The trial court in the instant case sought to distinguish Lockridge. The court said: “This is not a case of independent agencies investigating independent crimes, nor of one agency investigating a crime and taking the defendant’s photograph and then forwarding the photograph to another agency investigating a different crime. The investigation of both agencies related to the same robbery and the property taken therein. The investigations were each simultaneous and very closely related in time as well as subject.” This analysis mischaracterizes the record.

. The Dixon and Woodland Police Departments are independent agencies and they were investigating independent crimes, a possible curfew violation in Dixon and a robbery in Woodland. However, that independent agencies were involved is not the crucial factor; neither is the time span controlling. The thrust of Lockridge is that when a crime or, more precisely, victims of crime become known to the police absent illegal conduct on their part and thereafter the defendant’s connection with the crime is discovered by chance, the victim-witnesses are not tainted by the circumstances of the chance discovery.
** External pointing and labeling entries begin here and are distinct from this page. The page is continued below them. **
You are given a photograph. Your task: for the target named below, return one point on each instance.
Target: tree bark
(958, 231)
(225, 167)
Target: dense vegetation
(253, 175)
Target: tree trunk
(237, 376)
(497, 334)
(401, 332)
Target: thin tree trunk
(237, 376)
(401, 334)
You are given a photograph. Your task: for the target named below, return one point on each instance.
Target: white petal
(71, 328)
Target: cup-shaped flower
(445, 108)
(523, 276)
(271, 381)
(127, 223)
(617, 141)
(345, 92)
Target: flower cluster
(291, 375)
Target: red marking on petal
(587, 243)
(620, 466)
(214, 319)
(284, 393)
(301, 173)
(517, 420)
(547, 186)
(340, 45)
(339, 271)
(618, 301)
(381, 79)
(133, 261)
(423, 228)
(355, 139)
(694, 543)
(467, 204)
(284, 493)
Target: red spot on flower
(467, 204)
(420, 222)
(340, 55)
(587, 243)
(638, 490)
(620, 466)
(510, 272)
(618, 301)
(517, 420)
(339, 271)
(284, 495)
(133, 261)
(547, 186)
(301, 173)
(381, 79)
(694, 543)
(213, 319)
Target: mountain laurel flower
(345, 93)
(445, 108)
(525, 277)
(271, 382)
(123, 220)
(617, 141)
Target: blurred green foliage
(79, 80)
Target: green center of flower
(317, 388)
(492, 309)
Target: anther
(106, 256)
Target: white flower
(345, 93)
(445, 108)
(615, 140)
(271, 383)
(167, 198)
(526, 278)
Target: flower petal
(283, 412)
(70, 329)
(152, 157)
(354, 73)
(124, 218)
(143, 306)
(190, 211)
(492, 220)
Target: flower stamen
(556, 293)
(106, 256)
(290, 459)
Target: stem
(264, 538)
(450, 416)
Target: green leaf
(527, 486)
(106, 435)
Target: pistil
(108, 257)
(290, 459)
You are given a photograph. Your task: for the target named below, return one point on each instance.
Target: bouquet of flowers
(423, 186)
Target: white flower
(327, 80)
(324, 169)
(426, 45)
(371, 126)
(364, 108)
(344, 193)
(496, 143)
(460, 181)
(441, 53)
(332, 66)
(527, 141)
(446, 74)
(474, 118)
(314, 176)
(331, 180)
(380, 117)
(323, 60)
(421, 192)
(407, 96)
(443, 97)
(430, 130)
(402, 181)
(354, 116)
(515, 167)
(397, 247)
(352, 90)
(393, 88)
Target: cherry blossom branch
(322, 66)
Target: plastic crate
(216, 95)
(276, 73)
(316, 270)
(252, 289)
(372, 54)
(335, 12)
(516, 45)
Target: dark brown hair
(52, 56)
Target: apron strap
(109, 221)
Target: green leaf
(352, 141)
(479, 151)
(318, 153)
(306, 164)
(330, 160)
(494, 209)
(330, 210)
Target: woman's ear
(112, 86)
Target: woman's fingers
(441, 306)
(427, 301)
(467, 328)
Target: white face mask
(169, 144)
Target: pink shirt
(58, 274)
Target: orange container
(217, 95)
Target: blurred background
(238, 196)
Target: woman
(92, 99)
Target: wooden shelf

*469An illustration of the tainting of a victim-witness is provided by People v. Huff (1978) 83 Cal.App.3d 549 [147 Cal.Rptr. 316], where the record failed to establish that the police would have learned of the charged burglary and defendant’s connection with it by means independent of a search which followed an illegal arrest for an unrelated robbery. Unbeknownst to the store owner in Huff, defendant left his shop with four suits. The owner checked the slacks rack after defendant left and satisfied himself that nothing was missing. He discovered the loss of the four suits only after the police telephoned him and he went to the police department and was shown the four suits bearing tags from his store. “It is a matter of pure speculation whether Mr. Crosetti [owner] would have discovered his loss in the absence of the telephone call from the police. Even assuming that he would have discovered the loss at some point in time, it remains a matter for speculation whether he would have connected defendant with that loss and whether he would have reported the loss to the police.” (83 Cal.App.3d at p. 561.)

In the instant case, not only were the Woodland police cognizant of the Seven-Eleven robbery; within minutes of the robbery they obtained the description of the robbers from Cady, the victim; they also had the observations of a passerby who observed three young men leaving a car and entering the Woodland store at about the time of the robbery. The informant’s description of the young men conformed with that given by Cady and the description of the vehicle conformed substantially with that of the vehicle driven by defendant. The information formed part of the bulletin that issued from Woodland just minutes after the Dixon stop and we cannot say, as we did in Lockridge, that without the lead supplied by the unlawful Dixon detention the police would not have connected defendant to the robbery in Woodland.

In any event, Lockridge is dispositive of the instant case insofar as the admissibility of Cady’s testimony is concerned. Likewise, Mclnnis is dispositive of the issue concerning the admissibility of the photographs and Cady’s photographic identification of defendant.

The photo taken by the Woodland police is no more tainted by the unlawful detention than is Cady’s testimonial evidence; both the photo/ photo identification and the testimonial evidence result from the “pure happenstance” discovery of the defendant’s connection with the Woodland robbery and here, as in Lockridge and Mclnnis, the purpose of the *470exclusionary rule would not be served by suppressing either item of evidence.

Clark, J., and Richardson, J., concurred.

Appellant’s petition for a rehearing was denied March 20, 1980. Clark, J., Richardson, J., and Manuel, J., were of the opinion that the petition should be granted.